Researchers from the University of Michigan Health Rogel Cancer Center have discovered a biomarker that could help identify which renal cancer patients have a higher risk of recurrence.
The findings were published in JCO Precision Oncology.
Kidney cancer accounts for about 3-5% of all cancers; clear cell renal cancer makes up about 75% of all kinds of kidney cancers.
Currently, treatment for clear cell renal cancer is determined based on the size and grade of the tumour and stage of overall disease.
But this “one-size-fits-all” approach isn’t always precise.
“We need biomarkers to identify and better treat those who need to be treated and avoid treatment in those that that do not need to be treated,” said Simpa S. Salami, M.D., M.P.H, associate professor of urology at Michigan Medicine and lead author of the study.
For example, some patients with stage pT3 disease may never develop recurrence after initial treatment with surgery to remove the kidney.
Rather than offer additional, often toxic, systemic therapy to all patients with pT3 disease, a biomarker test that can stratify patients into low versus high risk for recurrence can be used to guide need for additional therapy.
Salami says there’s been no renal cancer biomarker in practice to help clinicians gauge just how aggressive the disease is likely to recur to tailor surveillance strategies as well as need for additional treatment.
Until now.
“We’ve developed a 15-gene signature that can risk-stratify patients with clear cell renal cancer from low to high,” said Salami.
“Even when we adjusted for other clinical variables, like age or grade of tumour, this signature was still independently associated with recurrence after treatment for this form of kidney cancer.”

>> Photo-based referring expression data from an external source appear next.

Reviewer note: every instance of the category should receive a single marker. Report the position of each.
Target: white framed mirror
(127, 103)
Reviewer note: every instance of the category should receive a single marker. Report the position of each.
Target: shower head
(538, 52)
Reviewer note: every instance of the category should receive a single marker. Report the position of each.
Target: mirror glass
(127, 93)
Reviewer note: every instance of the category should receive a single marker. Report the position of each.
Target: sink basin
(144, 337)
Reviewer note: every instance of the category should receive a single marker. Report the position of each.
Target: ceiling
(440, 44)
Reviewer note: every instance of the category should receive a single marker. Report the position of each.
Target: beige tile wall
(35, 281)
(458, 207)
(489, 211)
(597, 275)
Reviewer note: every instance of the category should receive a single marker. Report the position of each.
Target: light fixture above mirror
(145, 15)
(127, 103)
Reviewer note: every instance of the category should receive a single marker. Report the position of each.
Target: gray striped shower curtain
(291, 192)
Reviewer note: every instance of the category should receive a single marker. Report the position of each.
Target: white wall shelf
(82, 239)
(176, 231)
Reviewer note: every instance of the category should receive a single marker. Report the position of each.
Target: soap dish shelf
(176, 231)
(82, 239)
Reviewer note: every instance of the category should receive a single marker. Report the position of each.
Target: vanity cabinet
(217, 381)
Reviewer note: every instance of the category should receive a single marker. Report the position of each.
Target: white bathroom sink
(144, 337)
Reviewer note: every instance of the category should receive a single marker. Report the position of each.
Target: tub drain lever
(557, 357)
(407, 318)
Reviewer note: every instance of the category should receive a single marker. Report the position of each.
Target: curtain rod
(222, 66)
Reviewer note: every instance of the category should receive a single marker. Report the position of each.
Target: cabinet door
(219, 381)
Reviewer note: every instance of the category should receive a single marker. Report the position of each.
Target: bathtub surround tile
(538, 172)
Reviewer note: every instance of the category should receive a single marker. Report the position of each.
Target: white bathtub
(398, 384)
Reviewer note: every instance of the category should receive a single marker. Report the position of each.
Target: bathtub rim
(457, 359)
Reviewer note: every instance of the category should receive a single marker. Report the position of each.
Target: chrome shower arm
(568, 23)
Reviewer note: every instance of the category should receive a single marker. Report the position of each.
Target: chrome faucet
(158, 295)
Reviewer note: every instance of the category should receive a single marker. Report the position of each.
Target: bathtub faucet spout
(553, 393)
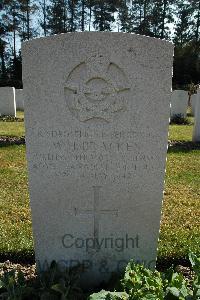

The team retrospectively identified 110 patients who’d undergone a nephrectomy for clear cell renal cancer and had follow-up after treatment.
They then performed capture transcriptome profiling from archival tissue specimen from these patients.
Through analysing the RNA sequencing data, they identified a 15-gene signature that was independently associated with recurrence/worse disease-free survival (DFS) and disease-specific survival (DSS).
In two large validation datasets, including data from the Cancer Genome Atlas, the 15-gene signature was independently associated with worse DFS and DSS.
Though more research is needed to define how these findings are implemented in the clinic, Salami says there’s much to be hopeful about.
“There's potential for using this signature to identify patients who should receive low versus high intensity surveillance,” he said. “It could inform how frequently to do surveillance imaging after initial treatment and, if validated, may be used to guide the selection of patients for additional systemic treatment after surgery.”